Performed with style and panache and sometimes very funny, this 75-minute play gives us a man's life from birth to beyond the grave and a whistle-stop tour of the times he has lived through.
Its origin, of course, is Gogol's much-adapted short story about minor St Petersburg bureaucrat Akaky Akakievitch Bashmatchkin, best know in Britain, perhaps, in Wolf Mankowitz's East End version The Bespoke Overcoat, made into an Oscar-winning film with David Kossoff by Jack Clayton.
The present version, a very free adaptation, began as a production by Ryhmäteatteri (Group Theatre), one of Finland's leading independent theatre companies. They commissioned a Scottish adaptation from Catherine Grosvenor, relocating it to Edinburgh, which they presented on the Edinburgh Fringe last year. It won five stars from my colleague Phillip Fisher and the Stage Best Actor Award for Billy Mack who plays what is now McAkaky.
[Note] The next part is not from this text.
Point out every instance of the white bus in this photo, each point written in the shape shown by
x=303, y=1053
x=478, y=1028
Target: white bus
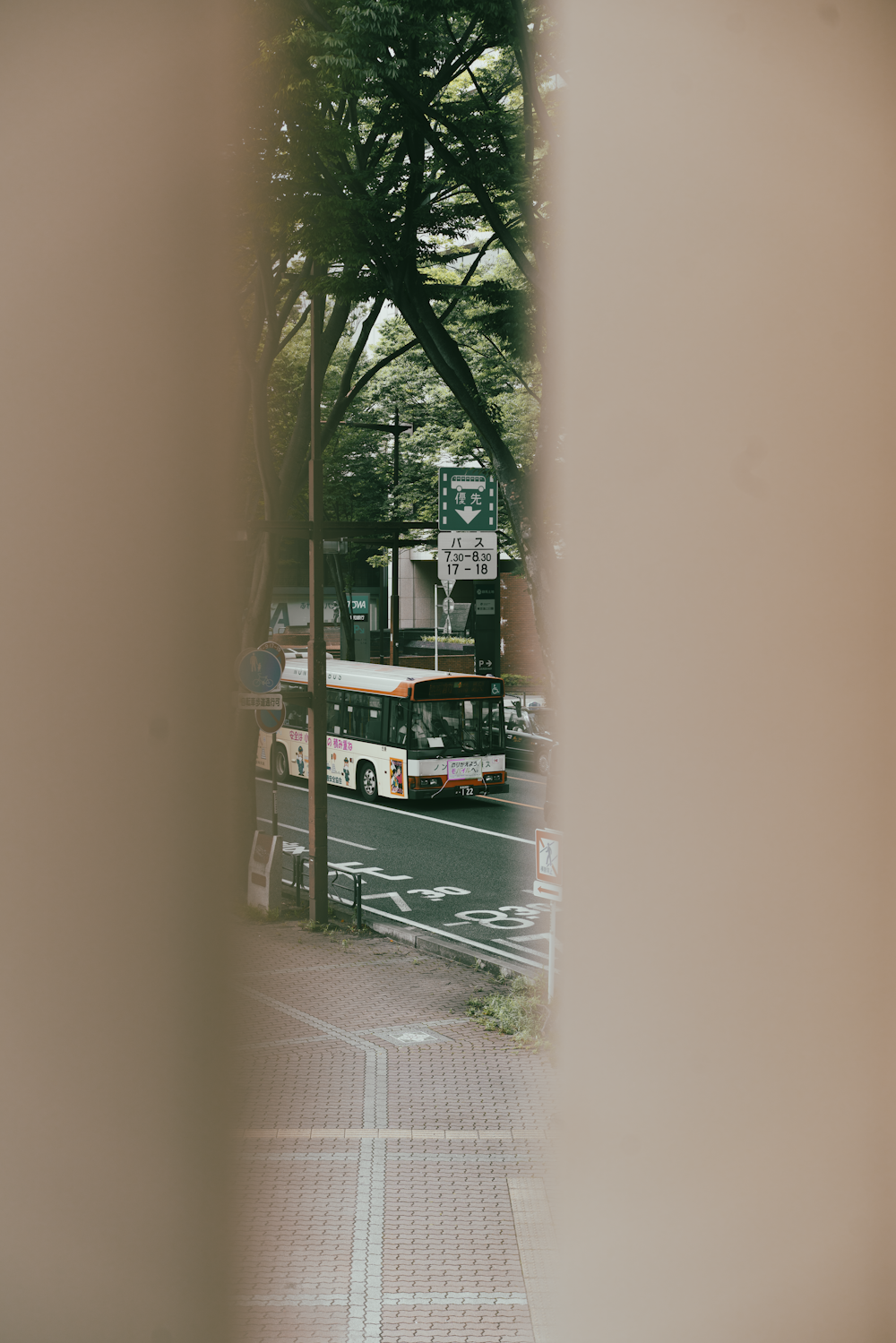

It now plays in London as part of the "From Start to Finnish" initiative of the Pleasance Theatre Trust and ACE Production Finland, which aims to bring Finnish work to the UK and take British work to Finland.
It is very much an ensemble production with lugubrious-faced Billy Mack's McAkaky joined by Sarah McCardie, Simon MacCallum, Tom Freeman, Hazel Ann Crawford and Karen Fishwick playing his family, work colleagues, bosses, muggers, medics and social services staff as well as sharing narration between them which is passed voice to voice.
Baby McAkaky emerges from the womb complete with overcoat and briefcase. His father remarks from the start that the boy "looks like a bank clerk". Once he has survived the bullying at school, that is what he becomes, or at least a typist churning out loan documents. Turning up every day in the overcoat that gets older and smellier, he rejects promotion to doing something different and is himself rejected by the buxom office blonde.
When a European entrepreneur takes over the bank and has everyone selling stuff on the telephone on commission, he is hopeless, even forced to work all hours from home until by-products of his exhaustion take over and make him top seller. He has money and soon he is swanning around in a new overcoat and giving inspiration speeches recommending "Faith, Hope and Potatoes" as what you need for success. But of course, it can't last.
With lively musical insertions from Saturday Night Fever onwards strutting bewigged through each decade style, the action catches up with the globalisation of business and on to recession and global economic crisis. Under Aleksis Meaney's direction, it high-spiritedly tracks the times through which McAkaky lives.
It is a stylized, cartoon theatre treatment full of fun, a comic parade rather than a satire, perhaps more at home in a festival context than in isolation. Its energy is what you enjoy rather than responding to any political critique, but then that's not its aim: it succeeds very well in what it sets out to do.